Fragmentary Narratives, the group exhibition opening February 9 in the Stanford Art Gallery with an opening reception on Thursday, February 11 from 5 - 7pm, explores the fragmentary nature of social and historical narratives in the works of four prominent contemporary Chinese artists: Fang Lijun, Xie Xiaoze, Yang Jiecang, and Yang Shaobin. Working from images found in newspapers, magazines, television and the internet, the artists deal with the superficiality of popular culture and how we perceive reality in a media-saturated world, while transforming the transitory imagery into seemingly more permanent art objects such as paintings.  The exhibition is curated by Ji Shaofeng, associate director of the Hubei Museum of Art. 

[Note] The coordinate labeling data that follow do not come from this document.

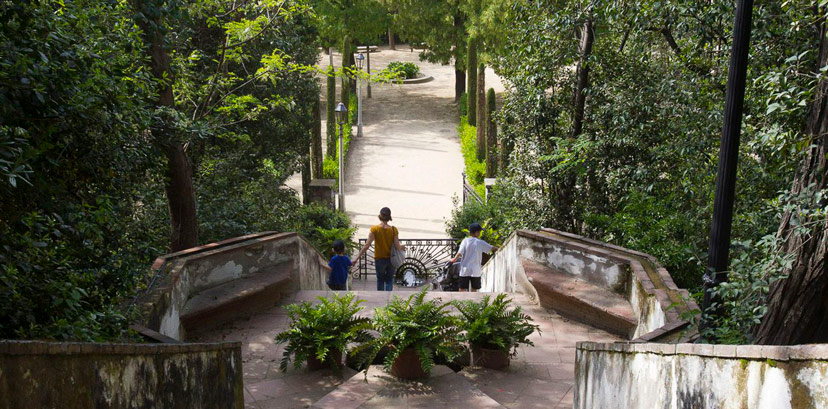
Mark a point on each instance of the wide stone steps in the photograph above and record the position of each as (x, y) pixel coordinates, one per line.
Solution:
(378, 389)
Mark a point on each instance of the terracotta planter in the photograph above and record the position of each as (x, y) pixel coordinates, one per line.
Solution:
(315, 364)
(407, 365)
(490, 358)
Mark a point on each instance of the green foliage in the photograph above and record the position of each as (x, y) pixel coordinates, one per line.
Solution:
(471, 78)
(489, 323)
(330, 166)
(641, 174)
(475, 169)
(462, 105)
(322, 226)
(82, 157)
(415, 323)
(403, 70)
(472, 212)
(330, 105)
(322, 330)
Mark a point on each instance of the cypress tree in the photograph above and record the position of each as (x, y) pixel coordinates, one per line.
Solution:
(471, 88)
(491, 135)
(316, 141)
(330, 116)
(480, 99)
(346, 66)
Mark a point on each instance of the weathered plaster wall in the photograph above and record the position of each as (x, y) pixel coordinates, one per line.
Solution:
(185, 274)
(41, 375)
(673, 376)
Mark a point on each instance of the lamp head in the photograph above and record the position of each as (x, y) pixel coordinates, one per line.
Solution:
(360, 60)
(341, 113)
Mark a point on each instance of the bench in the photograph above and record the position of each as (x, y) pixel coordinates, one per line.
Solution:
(236, 298)
(580, 300)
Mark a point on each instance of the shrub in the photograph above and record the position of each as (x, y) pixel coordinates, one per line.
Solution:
(475, 169)
(403, 70)
(322, 225)
(322, 330)
(423, 325)
(490, 324)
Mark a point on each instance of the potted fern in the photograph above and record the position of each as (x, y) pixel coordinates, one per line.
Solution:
(320, 334)
(494, 331)
(412, 332)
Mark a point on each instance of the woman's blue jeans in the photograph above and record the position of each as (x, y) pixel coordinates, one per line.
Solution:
(385, 274)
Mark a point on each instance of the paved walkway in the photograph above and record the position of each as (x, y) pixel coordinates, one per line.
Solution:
(541, 376)
(409, 158)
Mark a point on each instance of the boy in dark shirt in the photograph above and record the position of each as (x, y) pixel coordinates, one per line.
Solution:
(339, 266)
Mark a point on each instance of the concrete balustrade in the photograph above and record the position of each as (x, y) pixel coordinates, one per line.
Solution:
(634, 278)
(205, 286)
(648, 375)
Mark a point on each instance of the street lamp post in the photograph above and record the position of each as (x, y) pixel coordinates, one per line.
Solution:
(368, 59)
(360, 59)
(341, 114)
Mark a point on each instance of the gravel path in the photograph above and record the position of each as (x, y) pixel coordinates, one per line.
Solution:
(409, 157)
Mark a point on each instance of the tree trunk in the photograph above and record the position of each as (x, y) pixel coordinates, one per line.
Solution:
(481, 113)
(798, 305)
(306, 174)
(346, 77)
(587, 38)
(330, 117)
(459, 82)
(316, 142)
(491, 135)
(471, 77)
(179, 182)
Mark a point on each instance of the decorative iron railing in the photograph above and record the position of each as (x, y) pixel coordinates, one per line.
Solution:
(469, 193)
(423, 257)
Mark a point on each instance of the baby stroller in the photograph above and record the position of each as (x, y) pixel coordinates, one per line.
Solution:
(448, 277)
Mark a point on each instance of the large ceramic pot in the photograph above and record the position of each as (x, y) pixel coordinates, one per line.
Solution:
(489, 357)
(314, 364)
(407, 365)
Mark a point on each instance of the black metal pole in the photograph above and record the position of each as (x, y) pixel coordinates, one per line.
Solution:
(718, 250)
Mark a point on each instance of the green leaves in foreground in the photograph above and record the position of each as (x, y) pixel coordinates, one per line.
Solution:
(416, 323)
(322, 330)
(490, 324)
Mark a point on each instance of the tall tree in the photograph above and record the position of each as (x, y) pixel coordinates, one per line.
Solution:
(480, 109)
(179, 183)
(440, 26)
(471, 96)
(491, 135)
(798, 305)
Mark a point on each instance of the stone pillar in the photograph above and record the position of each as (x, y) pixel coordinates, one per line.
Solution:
(322, 191)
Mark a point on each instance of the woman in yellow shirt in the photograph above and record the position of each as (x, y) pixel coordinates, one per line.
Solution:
(385, 236)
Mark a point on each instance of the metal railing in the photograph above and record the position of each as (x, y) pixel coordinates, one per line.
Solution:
(423, 257)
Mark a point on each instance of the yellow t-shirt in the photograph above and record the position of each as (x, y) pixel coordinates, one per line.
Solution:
(383, 240)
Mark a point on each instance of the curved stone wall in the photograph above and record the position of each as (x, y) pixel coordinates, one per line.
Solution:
(648, 287)
(646, 375)
(39, 375)
(181, 276)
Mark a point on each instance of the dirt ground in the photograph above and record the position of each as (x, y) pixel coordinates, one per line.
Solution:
(409, 157)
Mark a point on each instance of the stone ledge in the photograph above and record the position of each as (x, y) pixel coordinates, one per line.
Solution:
(773, 352)
(94, 348)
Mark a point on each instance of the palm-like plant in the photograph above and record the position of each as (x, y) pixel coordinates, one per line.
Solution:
(491, 324)
(425, 326)
(323, 331)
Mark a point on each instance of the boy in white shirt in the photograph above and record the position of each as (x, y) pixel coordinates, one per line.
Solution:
(471, 250)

Fang Lijun: Spring 2008, a 4 by 8.8 m black and white painting, is filled with corpses taken from real historical images: the Paris Commune, Lenin in state, Hiroshima. Meanwhile, images of flies and mosquitos hide within the frame like various colored stains. Compared to his “bald period,” the subjects discussed in the new work clearly appear much more grand and abstract, reflecting on the “big questions” such as fate, death, ideals, transmigration, history and equality of all living creatures. While this is presented as the story of Fang Lijun pushing his work out from under his bald brand, it is better viewed as the artist’s update of old symbolic imagery.


Xie Xiaoze: historical ‘facts’ are fragments of stories that are constantly deconstructed and reconstructed; Xie paints fragments of events in a manner that thwarts story telling. They show us yesterday’s news, whether horrific, ordinary or banal, that resist coherency in a manner akin to digging up pieces of rubble at an archeological site.


Yang Jiechang has long been at the forefront of China’s Cantonese art scene and has gained acclaim for both his ink-based abstractions and his experimental works, through which he challenges Chinese traditions with a fierce contemporary spirit. Today, Yang’s work continues to blend traditional Chinese modes of representation with the pared-down aesthetics of Western movements such as Minimalism, Conceptualism, and abstraction. In one work, Oh My God!, Yang conflates thick calligraphic text and repeats the title until the words have become more of a pattern than a source of linguistic meaning. While his work takes inspiration from the West, Yang also uses distinctly Chinese materials such as silk, porcelain, and Chinese ink, in addition to neon, gauze, paint, and found objects.


Yang Shaobin's paintings are known for their refined composition, rich narrative and incisive commentary on the changing social landscape of China. Yang’s lush paintings combine worldwide news images to comment on prevailing violence in the media, achieving dramatic intensity and power.